Research & Papers

RuleEdit lets you preview AI model edits before applying them

Failure-guided model editing with prospective previews improves human-AI accuracy by 14%.

Deep Dive

RuleEdit is a new interactive system from arXiv researchers that addresses a critical gap in human-AI collaboration: how to let practitioners detect model failures and inspect the consequences of edits before applying them. The system uses interpretable mismatch signals from rule tables to surface likely failures, then supports user-authored rule feedback with prospective previews of projected performance changes and embedding shifts. In a study with health professionals and students working on stroke rehabilitation assessments, rule-guided failure detection significantly increased Human+AI performance by 14.16% (p<0.001), while reducing over-reliance, under-reliance, and ChangedToWrong decisions.

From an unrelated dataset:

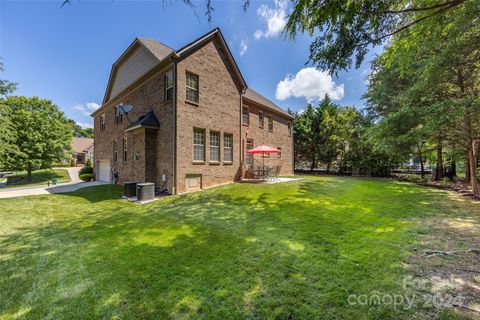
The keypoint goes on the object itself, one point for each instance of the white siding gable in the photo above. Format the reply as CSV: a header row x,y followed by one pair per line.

The prospective embedding previews proved especially powerful—participants who saw them improved their model adaptation feedback, boosting post-update local performance gains from 11.50% to 36.38% after incorporating their rule-based feedback (p<0.001). However, the study also uncovered a critical local-global tradeoff: edits that help a specific case can degrade performance when transferred globally. This finding underscores the need for failure-aware, controllable human-AI systems that let experts understand not just immediate impacts, but ripple effects across the model's entire deployment space.

Key Points
  • RuleEdit surfaces likely AI failures via interpretable mismatch signals from rule tables, enabling targeted editing
  • Prospective impact previews boosted post-update local performance gains from 11.50% to 36.38% (p<0.001)
  • Study revealed a local-global tradeoff: edits beneficial for one case can degrade overall model performance when scaled

Why It Matters

Empowers domain experts to safely edit AI models by predicting failure impacts before deployment.